By the way, you can imagine how unhelpful it is to yell at birds when they mess up or lecture birds on what a disappointment they are.  It’s similarly unhelpful to yell at people and frequently less than productive to give them long lectures on the ways in which they have managed to disappoint us.  More patience, more encouragement, and more and better training and rewards can lead to better outcomes.

  1. Control your surroundings.

You can’t control everything (note the first three items on the list for prime examples).  But you can control what you can control.  In the case of birds, Mander relates the difficulty of filming outside when the birds they had been assiduously training had to interact with wild birds, who are by definition untrained and by nature highly territorial.  There was, in fact, a scene in the script where Penguin Bloom was to be attacked by wild birds: “It was something [the film’s production staff] asked us about when they approached us, but we can’t control those kinds of situations, so we would never put a trained bird in a situation in which it could possibly be severely injured.  So all of that scene was computer-generated.”

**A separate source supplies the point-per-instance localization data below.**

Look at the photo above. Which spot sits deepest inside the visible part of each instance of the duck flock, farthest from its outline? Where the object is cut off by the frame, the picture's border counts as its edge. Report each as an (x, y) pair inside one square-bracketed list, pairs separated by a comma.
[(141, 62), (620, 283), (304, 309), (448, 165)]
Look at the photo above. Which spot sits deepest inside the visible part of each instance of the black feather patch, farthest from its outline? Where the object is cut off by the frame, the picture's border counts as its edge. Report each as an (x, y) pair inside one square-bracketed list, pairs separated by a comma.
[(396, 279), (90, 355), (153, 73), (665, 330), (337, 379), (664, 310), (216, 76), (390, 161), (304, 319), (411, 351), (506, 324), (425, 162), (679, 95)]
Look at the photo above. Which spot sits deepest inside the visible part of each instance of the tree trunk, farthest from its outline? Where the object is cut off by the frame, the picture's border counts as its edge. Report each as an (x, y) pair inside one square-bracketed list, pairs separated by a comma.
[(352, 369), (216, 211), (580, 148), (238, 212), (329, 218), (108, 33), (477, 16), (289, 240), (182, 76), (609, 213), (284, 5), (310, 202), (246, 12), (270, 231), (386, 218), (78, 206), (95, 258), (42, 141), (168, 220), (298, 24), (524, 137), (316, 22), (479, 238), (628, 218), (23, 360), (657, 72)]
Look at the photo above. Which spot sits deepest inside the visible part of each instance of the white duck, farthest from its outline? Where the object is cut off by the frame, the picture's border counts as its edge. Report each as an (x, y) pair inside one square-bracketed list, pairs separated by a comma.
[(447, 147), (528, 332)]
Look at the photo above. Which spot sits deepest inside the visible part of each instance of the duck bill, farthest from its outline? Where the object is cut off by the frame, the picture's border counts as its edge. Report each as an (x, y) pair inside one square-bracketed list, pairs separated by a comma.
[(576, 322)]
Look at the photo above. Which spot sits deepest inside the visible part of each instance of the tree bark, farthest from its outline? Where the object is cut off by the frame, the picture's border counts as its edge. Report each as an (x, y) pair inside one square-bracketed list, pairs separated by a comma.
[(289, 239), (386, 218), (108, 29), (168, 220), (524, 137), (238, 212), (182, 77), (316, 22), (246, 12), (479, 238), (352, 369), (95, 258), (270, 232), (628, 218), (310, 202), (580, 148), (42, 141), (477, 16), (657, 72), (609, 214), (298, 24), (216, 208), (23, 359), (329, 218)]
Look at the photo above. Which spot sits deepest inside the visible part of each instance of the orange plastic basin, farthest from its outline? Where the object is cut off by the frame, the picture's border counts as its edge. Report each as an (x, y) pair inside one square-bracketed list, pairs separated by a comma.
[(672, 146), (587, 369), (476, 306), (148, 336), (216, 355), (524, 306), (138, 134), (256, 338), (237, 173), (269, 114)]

Contrast that with the times when, for reasons of expedience, politics, or mixed motives, we consciously put a member of our flock into harm’s way – not physical harm, certainly, but sometimes a risk of emotional or spiritual harm, because we thrust them into a situation for which they are not prepared, task them for an impossible goal, align them with someone who is not going to be good for them, turn them loose with no clearly defined expectations, or otherwise set them up for failure.  There is no doubt that many long-time congregation members can be very territorial.  We need to be setting people up for success, not “hoping for the best” as we launch them into projects.

  1. Have a sense of humor!

Was there ever a more underrated leadership skill?  A leader’s useful sense of humor starts with the ability to not take one’s self too seriously.  Self-deprecation goes a long ways towards creating a comfort level on the teams we lead and the flocks we tend.  Also, the ability to laugh in the face of disruptions and detours is good medicine.  It reduces stress, releases tension, and generates good vibes.  Unexpected chaos is inevitable.  Learn to laugh at it.  As I always love to say, “Obviously God has a sense of humor . . . after all, he created Middle Schoolers.”

How’s it going with your flock?  Do you feel like you are setting them up for success?  Preparing them for their close-up in ministry?  Do you use some of the principles described by bird trainer, Paul Mander, or would you add some of your own based on your own “directorial” experience?  Share!